6:58Devemos agradecer ao micro-ondas, ainda que o ChatGPT seja eloquente

por Ricardo Araújo Pereira, na FSP

Antigamente, o elogio era: você é uma máquina. Agora devemos buscar humanidade com o uso delas

Um amigo confessa que, no final das suas interações com o ChatGPT, ele o agradece. Eu pergunto se também agradece ao micro-ondas depois de ele aquecer o arroz. Diz que não, porque o micro-ondas não fala com ele. Ora, não é verdade.

O micro-ondas também fala, à sua maneira. Diz quanto tempo falta para o fim do processo e avisa quando acabou.

O fato de não se expressar com a mesma desenvoltura que o ChatGPT não é desculpa para não o agradecer. Seria um critério tremendamente injusto: a esta máquina eu não agradeço, dado que não é muito eloquente.

Mas, ao que parece, o meu amigo não é o único que perde de vista que está interagindo com uma máquina.

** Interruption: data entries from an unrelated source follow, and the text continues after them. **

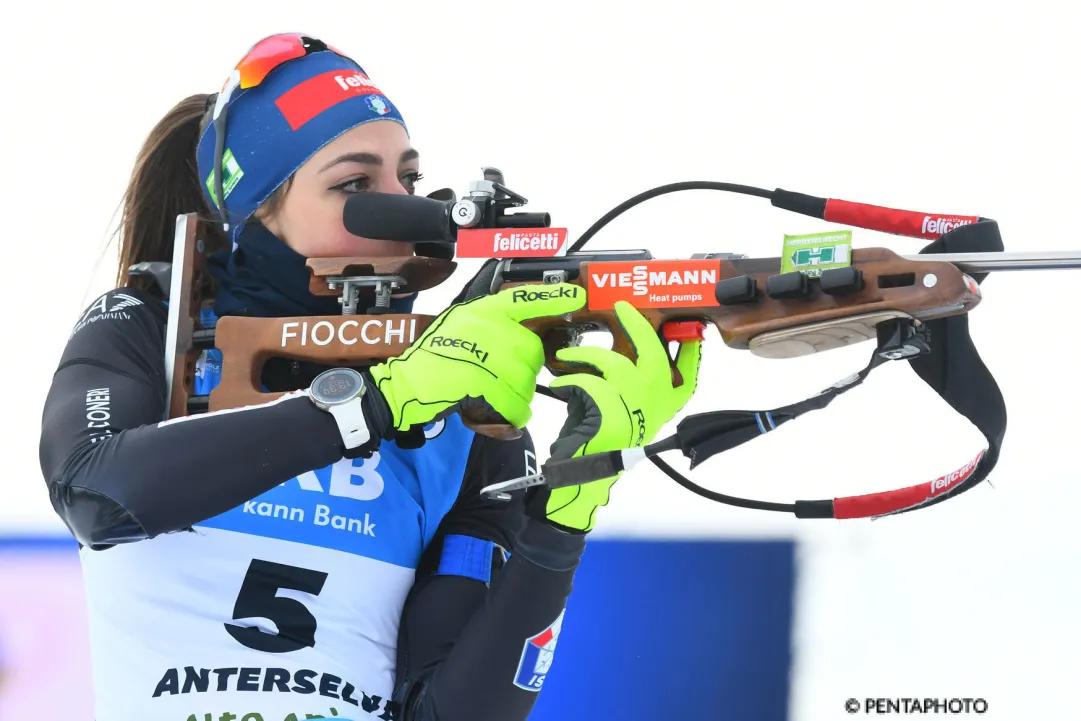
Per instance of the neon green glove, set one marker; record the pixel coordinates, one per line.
(476, 349)
(624, 409)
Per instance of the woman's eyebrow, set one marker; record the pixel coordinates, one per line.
(368, 159)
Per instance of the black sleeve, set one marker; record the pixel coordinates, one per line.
(462, 640)
(117, 474)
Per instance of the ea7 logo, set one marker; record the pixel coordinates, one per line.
(111, 303)
(110, 306)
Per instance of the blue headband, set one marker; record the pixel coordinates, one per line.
(275, 127)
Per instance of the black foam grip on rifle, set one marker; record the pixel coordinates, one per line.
(799, 202)
(582, 469)
(405, 218)
(479, 284)
(814, 509)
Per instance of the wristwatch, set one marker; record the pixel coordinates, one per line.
(341, 392)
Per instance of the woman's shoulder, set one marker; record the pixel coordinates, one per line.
(127, 317)
(122, 304)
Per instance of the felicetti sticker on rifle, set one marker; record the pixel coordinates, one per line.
(511, 242)
(653, 283)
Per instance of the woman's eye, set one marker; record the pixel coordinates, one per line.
(356, 185)
(410, 179)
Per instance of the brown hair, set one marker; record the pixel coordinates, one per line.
(164, 183)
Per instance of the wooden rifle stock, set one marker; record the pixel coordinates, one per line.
(752, 307)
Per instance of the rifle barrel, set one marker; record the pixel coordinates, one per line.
(988, 262)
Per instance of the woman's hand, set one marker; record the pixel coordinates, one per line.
(623, 409)
(477, 349)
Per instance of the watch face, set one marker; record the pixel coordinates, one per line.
(336, 386)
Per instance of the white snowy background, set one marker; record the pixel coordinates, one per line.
(941, 106)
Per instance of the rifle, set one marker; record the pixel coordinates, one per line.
(912, 307)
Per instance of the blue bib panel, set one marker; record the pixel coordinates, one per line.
(386, 507)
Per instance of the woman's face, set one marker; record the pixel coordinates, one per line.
(375, 157)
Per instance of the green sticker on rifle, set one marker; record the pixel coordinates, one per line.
(816, 252)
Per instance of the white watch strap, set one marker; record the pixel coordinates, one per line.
(351, 423)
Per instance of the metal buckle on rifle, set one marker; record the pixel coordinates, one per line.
(385, 285)
(903, 337)
(498, 491)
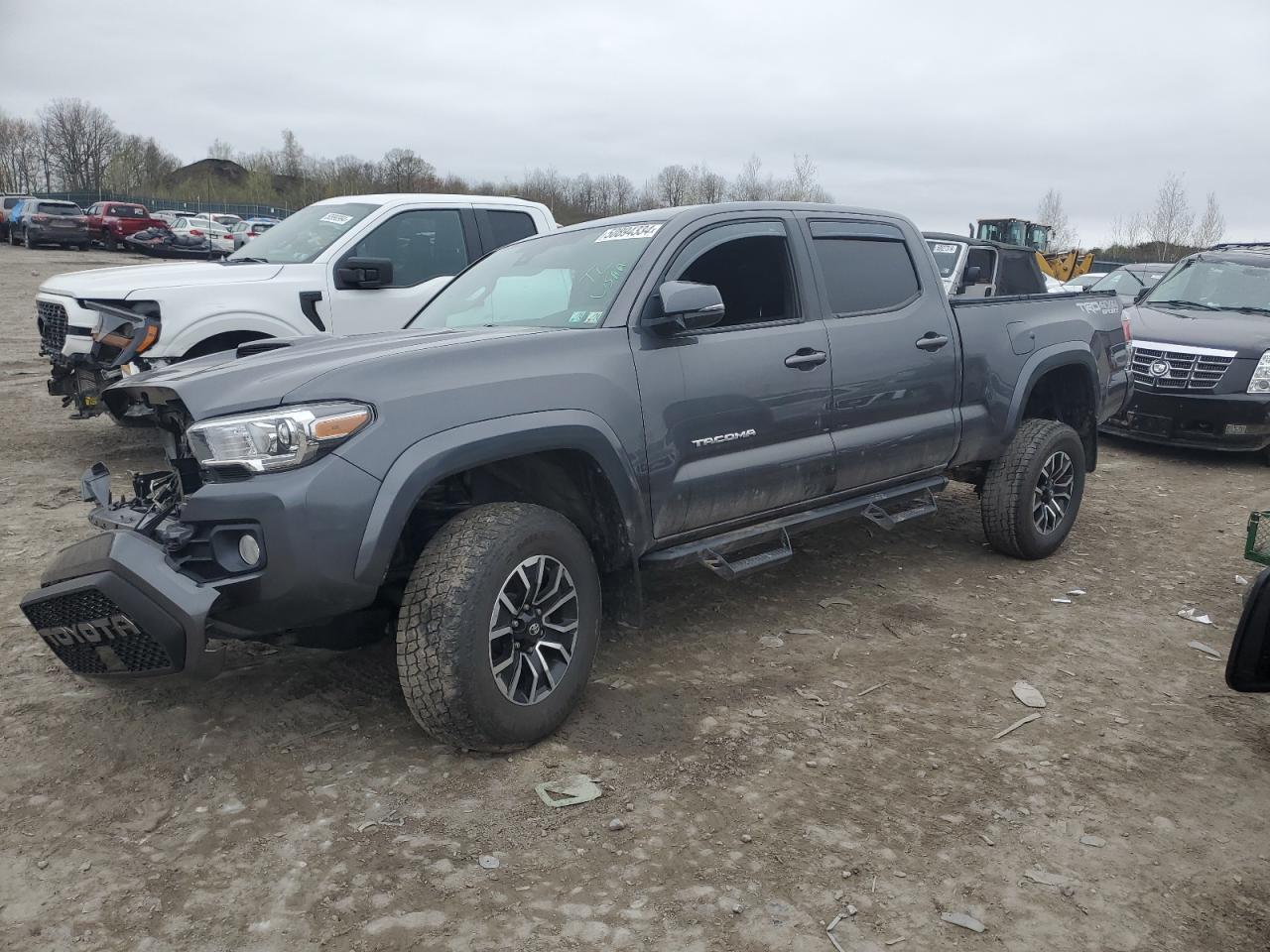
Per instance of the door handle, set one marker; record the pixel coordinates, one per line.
(806, 358)
(930, 340)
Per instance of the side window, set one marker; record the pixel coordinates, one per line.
(422, 244)
(507, 227)
(865, 267)
(749, 263)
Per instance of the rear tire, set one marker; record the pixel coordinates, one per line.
(1033, 494)
(457, 673)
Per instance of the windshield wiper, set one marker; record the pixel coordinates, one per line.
(1183, 303)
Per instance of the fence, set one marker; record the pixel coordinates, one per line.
(244, 209)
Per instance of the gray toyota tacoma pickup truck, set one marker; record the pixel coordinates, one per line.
(578, 409)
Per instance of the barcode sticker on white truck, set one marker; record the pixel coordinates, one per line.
(629, 231)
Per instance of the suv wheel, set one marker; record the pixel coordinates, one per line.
(498, 627)
(1033, 493)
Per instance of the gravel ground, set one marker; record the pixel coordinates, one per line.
(775, 749)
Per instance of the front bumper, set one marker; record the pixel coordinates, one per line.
(1232, 421)
(112, 606)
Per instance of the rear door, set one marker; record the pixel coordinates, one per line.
(735, 416)
(427, 245)
(896, 357)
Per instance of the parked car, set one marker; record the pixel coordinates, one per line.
(7, 206)
(42, 221)
(249, 229)
(1130, 280)
(200, 227)
(109, 222)
(674, 388)
(348, 266)
(1202, 353)
(1083, 281)
(979, 268)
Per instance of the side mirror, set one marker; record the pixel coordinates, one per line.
(1247, 669)
(365, 273)
(686, 306)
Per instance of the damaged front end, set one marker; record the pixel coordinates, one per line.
(123, 333)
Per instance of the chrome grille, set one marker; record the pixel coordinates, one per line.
(1176, 367)
(51, 321)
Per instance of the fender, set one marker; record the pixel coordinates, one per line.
(472, 444)
(227, 322)
(1046, 359)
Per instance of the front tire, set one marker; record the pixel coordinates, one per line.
(1033, 494)
(498, 627)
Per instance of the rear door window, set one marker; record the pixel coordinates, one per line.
(865, 267)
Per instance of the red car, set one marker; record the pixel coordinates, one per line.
(109, 222)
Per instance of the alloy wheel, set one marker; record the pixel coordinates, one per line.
(1053, 493)
(532, 630)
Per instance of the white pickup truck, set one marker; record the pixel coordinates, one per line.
(357, 264)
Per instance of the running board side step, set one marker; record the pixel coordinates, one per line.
(719, 565)
(919, 497)
(878, 515)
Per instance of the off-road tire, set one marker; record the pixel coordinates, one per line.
(444, 643)
(1006, 503)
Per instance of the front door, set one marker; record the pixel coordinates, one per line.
(427, 248)
(735, 416)
(894, 354)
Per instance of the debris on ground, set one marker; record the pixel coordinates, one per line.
(1028, 694)
(820, 701)
(1048, 879)
(578, 788)
(1016, 725)
(965, 921)
(835, 601)
(1194, 615)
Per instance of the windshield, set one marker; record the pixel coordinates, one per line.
(568, 280)
(947, 255)
(307, 234)
(1127, 282)
(1218, 286)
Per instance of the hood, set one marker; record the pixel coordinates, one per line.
(225, 384)
(1248, 334)
(118, 284)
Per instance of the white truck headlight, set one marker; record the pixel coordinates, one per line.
(1260, 382)
(276, 439)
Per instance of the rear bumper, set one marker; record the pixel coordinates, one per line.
(112, 606)
(1233, 421)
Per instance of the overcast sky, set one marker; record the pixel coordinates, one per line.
(945, 112)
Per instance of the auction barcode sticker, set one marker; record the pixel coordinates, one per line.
(629, 231)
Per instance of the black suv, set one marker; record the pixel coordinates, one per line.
(1202, 353)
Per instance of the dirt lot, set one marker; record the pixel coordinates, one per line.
(763, 787)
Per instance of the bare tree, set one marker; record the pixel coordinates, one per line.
(220, 149)
(1051, 211)
(1170, 222)
(803, 185)
(1210, 226)
(80, 140)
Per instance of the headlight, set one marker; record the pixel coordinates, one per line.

Tenho percebido que as máquinas estão cada vez mais parecidas com os seres humanos, e os seres humanos devem estar cada vez mais parecidos com as máquinas.

Nota-se pela quantidade de empresas que me sugerem que eu seja mais humano. Não sei se têm reparado.

Astro Teller, o executivo que criou aqueles óculos do Google que são na verdade um computador, diz que o aparelho nos torna mais humanos.

Olhamos para o mundo através de uma máquina e ficamos mais humanos. Infelizmente, não disse quanto.

Gostaria de saber, em porcentagem. Deseja ser 35% mais humano? Compre o nosso produto —que, curiosamente, está agora 35% mais barato do que estava antes.

Alguma coisa aconteceu. Antigamente, o elogio era: você é uma máquina. Agora, a ambição é ficarmos mais humanos —com a ajuda de máquinas.

As máquinas, ao que tudo indica, sabem o que é ser humano, e nos oferecem um suplemento de humanidade.

Parece que eu já sou bastante humano, mas ainda posso ser mais. Tudo que é necessário é pedir conselhos a uma máquina. Foi o que fiz.

Resolvi me informar sobre os óculos do Google e verifiquei que tinham sido descontinuados em 2023, devido a terem fracassado. A Meta tem agora uns.

No mês passado, Mark Zuckerberg os apresentou ao público. Durante a demonstração, tentou várias vezes usá-los para contatar outro executivo da Meta. Falhou sempre.

Tenho de admitir que tudo isto me pareceu bastante humano.